Грудь сжали в горячих сухих ладонях, погладив застонавшие соски, твердые, словно камешки. Мужские обжигающие губы запечатывали на коже отметины-поцелуи, не пропуская ничего на своем пути. И только пальцы все так же бессердечно медленно двигались внутри, заставляя дрожать от рельефа фаланг и выгибать поясницу.
— Скажи, когда станет невыносимо, — раздался пронзительный шепот, но я не смогла разобрать чей, глупо кивнув, чтобы тут же застонать несдержанно и откровенно.
Горячие ладони опустились на бедра, но как-то странно, снизу. Внутренняя часть прикоснулась к чей-то горячей коже, вынуждая под давлением приподнять ноги, и…
Боги!..
Размашистый жест, скользнувший по влажным складкам, прорвался пронзительным криком.
Я слишком поздно поняла, что произошло — тогда, когда сопротивляться уже не было смысла и желания, отдавая себя на волю мужским губам, со страстной нежностью изучающих мое самое сокровенное место.
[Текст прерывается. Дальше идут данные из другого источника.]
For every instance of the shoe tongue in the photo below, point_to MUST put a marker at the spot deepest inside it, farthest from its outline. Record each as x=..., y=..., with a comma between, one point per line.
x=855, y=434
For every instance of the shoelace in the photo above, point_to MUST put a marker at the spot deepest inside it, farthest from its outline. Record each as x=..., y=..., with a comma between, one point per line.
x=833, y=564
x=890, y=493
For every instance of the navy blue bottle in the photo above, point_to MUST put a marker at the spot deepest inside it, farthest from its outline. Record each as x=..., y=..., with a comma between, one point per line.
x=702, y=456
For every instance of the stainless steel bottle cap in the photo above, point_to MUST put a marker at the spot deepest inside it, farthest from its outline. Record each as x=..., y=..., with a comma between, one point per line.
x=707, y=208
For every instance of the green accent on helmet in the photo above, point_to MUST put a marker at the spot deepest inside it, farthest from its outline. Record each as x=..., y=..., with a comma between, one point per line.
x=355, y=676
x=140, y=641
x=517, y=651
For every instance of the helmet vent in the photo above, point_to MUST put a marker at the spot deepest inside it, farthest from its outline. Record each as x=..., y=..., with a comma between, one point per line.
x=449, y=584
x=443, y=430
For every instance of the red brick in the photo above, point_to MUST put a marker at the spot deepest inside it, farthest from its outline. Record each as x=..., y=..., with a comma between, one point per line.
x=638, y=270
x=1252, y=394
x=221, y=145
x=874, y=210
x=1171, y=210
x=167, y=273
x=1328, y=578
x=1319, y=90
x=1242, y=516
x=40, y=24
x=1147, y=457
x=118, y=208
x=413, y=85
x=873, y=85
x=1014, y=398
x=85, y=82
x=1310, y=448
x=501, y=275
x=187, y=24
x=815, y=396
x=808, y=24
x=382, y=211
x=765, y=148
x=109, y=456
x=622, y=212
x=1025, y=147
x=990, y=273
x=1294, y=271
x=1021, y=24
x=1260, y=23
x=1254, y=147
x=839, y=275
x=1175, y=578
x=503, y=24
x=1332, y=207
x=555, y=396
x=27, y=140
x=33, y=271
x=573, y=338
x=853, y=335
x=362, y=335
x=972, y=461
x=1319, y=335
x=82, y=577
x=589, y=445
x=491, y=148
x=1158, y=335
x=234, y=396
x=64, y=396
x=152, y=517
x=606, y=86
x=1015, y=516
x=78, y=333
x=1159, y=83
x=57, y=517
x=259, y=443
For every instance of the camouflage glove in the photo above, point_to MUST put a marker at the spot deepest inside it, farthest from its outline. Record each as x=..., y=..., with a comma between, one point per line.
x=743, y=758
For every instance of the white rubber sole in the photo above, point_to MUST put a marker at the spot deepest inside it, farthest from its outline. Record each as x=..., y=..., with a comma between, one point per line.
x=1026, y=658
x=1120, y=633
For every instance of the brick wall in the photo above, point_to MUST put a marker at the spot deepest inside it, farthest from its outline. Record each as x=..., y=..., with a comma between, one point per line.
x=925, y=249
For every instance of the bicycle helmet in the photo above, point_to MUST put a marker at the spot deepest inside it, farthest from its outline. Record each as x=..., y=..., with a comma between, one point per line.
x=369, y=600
Заброшенные на чужие плечи ноги задрожали, напряженно выгнувшись, и я вытянулась, вминая себя лопатками в постель.
— Не трогай, — поймав ладони в воздухе, кто-то из пустынников завел их мне за голову, не дав коснуться напряженными пальцами чужих волос.
— Почему?
— Не трогай, кадын. Не стоит.
Да как же?..
— Ах!..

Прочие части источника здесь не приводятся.